4歳になったラテはお陰様で元気である。この蒸し暑さにいささかバテ気味のようで散歩の途中にベンチを見つけると飛び乗って一休みするし、公園でもあまり動こうとしない。なによりも食事を残したりする季節になった。そして相変わらず子供たちには愛想が良いが、仲間のワンコにもたまたまにしろ「ガウッ」とやったりするのでオトーサンは心配が絶えない。

 

無論常にそうした攻撃性を見せるわけではない。ただしラテが怒りを見せる理由は相手のワンコにもよるものの明らかに3つある。

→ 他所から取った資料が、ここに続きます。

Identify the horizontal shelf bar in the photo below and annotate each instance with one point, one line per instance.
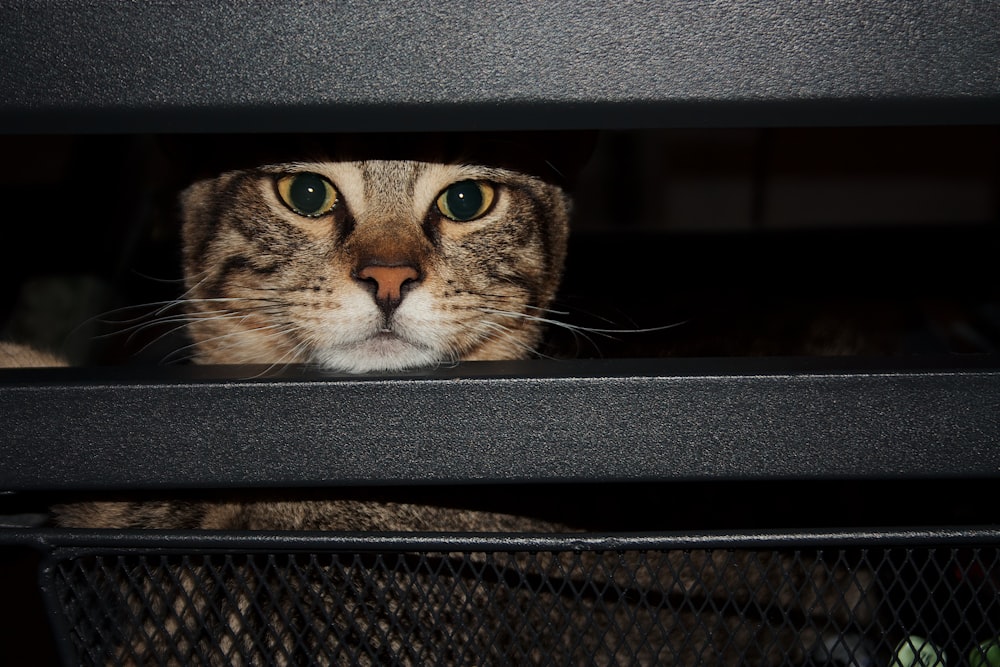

まずひとつは「オヤツがらみ」の場合。2つ目が「オモチャがらみ」の場合。そして3つ目が「人間がらみの嫉妬」である...。
オヤツとオモチャに関係しこれまでにも小さなトラブルは多々あったのでそれらに関するラテの態度はかなり予測が可能だと思っている。したがってオトーサンが他のワンコにオヤツをあげるときには大概ラテのリードを短くし、手近に止めてから実行するようにしている。
また他の飼い主さんがその場にいるラテを含む数匹のワンコにオヤツをくれる場合も他のワンコたちとの距離を保つようにオトーサンはラテのリードを引いている。隣にいるワンコによっては取り合いになり喧嘩となる可能性もあるからだ。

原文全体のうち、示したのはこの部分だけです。